China has said it will step up the fight against copyright piracy. The country's top trade official also blamed a growing trade surplus on U.S. restrictions of high-technology exports. President Hu Jintao is preparing to visit the United States, where trade is expected to be high on the agenda.
China vowed to increase efforts to protect intellectual property rights, which are routinely violated in the country. Chinese officials said the government will open enforcement offices in 50 cities to handle piracy complaints and to raise awareness of the need to protect intellectual property.
The announcement comes just ahead of President Hu Jintao's visit to the United States, where analysts expect China's growing trade surplus and piracy to be discussed.

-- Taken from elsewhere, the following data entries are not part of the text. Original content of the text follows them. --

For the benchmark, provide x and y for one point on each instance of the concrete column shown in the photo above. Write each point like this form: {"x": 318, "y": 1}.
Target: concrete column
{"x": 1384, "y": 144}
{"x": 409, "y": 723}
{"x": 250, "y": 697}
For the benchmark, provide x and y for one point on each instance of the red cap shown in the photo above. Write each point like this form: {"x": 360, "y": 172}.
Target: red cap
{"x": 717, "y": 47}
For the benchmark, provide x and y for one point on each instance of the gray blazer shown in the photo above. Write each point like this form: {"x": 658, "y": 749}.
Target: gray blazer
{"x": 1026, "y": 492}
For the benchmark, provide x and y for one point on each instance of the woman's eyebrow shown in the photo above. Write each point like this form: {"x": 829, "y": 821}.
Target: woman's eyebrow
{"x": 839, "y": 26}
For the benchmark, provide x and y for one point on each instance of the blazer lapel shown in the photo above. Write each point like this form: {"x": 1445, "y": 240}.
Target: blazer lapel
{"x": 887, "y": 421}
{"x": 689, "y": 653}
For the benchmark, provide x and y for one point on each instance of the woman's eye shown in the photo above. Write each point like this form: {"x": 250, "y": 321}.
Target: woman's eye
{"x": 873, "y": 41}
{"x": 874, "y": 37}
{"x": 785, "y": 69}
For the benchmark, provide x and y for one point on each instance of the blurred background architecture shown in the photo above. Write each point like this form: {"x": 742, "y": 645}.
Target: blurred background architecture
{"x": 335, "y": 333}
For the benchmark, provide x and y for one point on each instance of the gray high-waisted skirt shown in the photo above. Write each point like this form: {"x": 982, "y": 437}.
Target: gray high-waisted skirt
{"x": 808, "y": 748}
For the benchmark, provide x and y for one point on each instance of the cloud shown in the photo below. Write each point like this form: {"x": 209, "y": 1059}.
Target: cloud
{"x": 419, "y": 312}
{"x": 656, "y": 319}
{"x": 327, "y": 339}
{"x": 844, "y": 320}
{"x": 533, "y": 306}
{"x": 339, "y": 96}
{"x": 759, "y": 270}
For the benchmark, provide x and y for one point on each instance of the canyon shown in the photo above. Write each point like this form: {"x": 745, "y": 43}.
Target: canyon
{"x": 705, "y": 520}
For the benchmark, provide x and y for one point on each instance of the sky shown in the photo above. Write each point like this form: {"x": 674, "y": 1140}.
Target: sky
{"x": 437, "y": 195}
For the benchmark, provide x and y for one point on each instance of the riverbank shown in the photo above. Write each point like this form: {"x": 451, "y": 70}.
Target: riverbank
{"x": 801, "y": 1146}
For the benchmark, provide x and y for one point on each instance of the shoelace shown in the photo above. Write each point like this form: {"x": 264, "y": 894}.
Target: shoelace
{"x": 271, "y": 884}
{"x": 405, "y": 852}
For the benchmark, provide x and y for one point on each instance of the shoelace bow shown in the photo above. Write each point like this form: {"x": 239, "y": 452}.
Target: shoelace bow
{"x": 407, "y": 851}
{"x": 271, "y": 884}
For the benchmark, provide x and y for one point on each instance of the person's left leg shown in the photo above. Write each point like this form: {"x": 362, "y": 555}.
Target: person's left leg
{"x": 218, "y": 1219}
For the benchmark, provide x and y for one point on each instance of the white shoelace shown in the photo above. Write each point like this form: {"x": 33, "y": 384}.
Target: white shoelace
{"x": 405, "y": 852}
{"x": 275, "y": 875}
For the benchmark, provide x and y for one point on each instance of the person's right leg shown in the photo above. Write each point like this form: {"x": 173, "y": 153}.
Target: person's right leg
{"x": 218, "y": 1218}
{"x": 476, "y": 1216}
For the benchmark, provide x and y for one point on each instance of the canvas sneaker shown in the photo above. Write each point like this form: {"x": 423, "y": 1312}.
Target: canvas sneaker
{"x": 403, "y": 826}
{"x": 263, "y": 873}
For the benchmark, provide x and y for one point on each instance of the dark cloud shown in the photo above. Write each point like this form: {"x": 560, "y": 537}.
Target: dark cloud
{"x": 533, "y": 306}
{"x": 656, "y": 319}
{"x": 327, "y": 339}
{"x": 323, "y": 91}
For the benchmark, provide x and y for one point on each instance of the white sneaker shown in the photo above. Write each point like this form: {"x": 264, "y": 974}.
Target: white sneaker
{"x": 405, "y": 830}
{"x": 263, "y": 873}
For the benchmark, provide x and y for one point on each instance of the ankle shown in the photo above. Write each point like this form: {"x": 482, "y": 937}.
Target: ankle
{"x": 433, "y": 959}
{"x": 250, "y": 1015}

Commerce Minister Bo Xilai says the government is working hard to fight piracy and rejects suggestions that China's copyright infringements were causing a growing trade surplus. Bo says he thinks it is more likely that U.S. restrictions on high-technology exports, rather than intellectual property infringements, influenced the trade surplus.
The U.S. government restricts many high-tech exports to China because of security concerns.
The United States says China last year ran a trade surplus of $202 billion. The Chinese government said its March trade surplus with the world nearly doubled from the year before - to just over $11 billion.
In markets across China it is possible to find shops selling pirated copies of the latest Hollywood movies, as well as fake U.S. goods ranging from cosmetics, to car parts to designer clothes. U.S. companies say they lose tens of billions of dollars a year because of pirating in China.
Bo said protecting intellectual property rights is necessary for China's economic development and not because of foreign pressure.
President Hu Jintao heads to the United States April 18. He will visit the West Coast city of Seattle, give a speech at Yale University on the East Coast and meet with President Bush in Washington.